1) VENTRICULAR ACTION POTENTIAL​​

• The Phase 0 of ventricular action potential is brought about by fast voltage gated sodium channels. This phase is referred to as the upstroke of action potential and corresponds to the QRS complex of the ECG.

• At the end of depolarization, there is a brief fall in the voltage of action potential as a result of opening of transient chloride and potassium channels. This isPhase 1 of the depolarization. Fast sodium channels transition to their inactivated state.

• L-type Calcium channels open in the Phase 2 of action potential. The inward calcium current balances the outward potassium current and there’s little change in membrane potential, which explains the plateau. During this plateau phase no change in the voltage is registered. Phase 2 or the plateau phase of the ventricular action potential corresponds to ST segment of the ECG.

• Phase 3 corresponds to repolarization during which Potassium channels open in response to voltage and ion concentration difference. By this time L-type Calcium channels, which were open during the plateau phase, have also closed. Repolarization corresponds to the T-wave on the ECG. Inward Potassium current enters via the:

▪ IK1 channels: Inward rectifying K channel 

▪ IKR channels: Slow and rapid delayed rectifying K channel 

• The action potential is brought back to the resting membrane potential (RMP) or Phase 4. The sodium-potassium ATP-ase is responsible for the maintenance of RMP until the arrival of the next action potential. Fast Na+, L-type Ca2+, and rectifying K+ channels (IKR) close, but IK1 channels remain open.

2) NODAL ACTION POTENTIAL

It’s important to understand that the nodal tissue (SA and AV) lacks fast Na+ channels. Thus, the upstroke of the action potential is mediated by inward calcium current rather than the sodium current. In addition, note that phases 1 and 2 are absent in the nodal tissue.
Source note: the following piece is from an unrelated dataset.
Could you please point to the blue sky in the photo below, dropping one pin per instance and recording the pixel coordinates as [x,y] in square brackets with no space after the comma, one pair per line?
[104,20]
• The RMP (Phase 4) in nodal tissue is kept at -55mV by the Na-K ATPase pump. The less negative RMP of nodal tissue, compared to -70mV of ventricular tissues, allows it to exhibit automaticity. At -55mV, the fast sodium channels (also known as 'funny' channels) are in a semi-open state which causes leakage of positive ions into the nodal cells. Leakage of ions causes an increase in the membrane potential in a positive direction. The membrane potential gradually increases to -40mV. Upon reaching this threshold potential, the sodium channels close and remain closed for the rest of the action potential as they enter a state of refractoriness. 

• At this point the slow-gated T-type calcium channels open which creates the spike of depolarization (Phase 0). These differ from the L-type calcium channels (in the ventricular tissue) in that they open at a more negative membrane potential (-70 mV).The calcium ions that enter the cells during this phase are also involved in excitation-contraction coupling of the myosin light chains with actin filaments. 

• Repolarization (Phase 3) in nodal tissue is similar to that of ventricular muscle fibers. Inward Potassium current enters via the IK1 & IKR (rectifying K currents) channels. The fall in membrane potential will result in activation of the sodium-potassium ATPase and the cycle is repeated.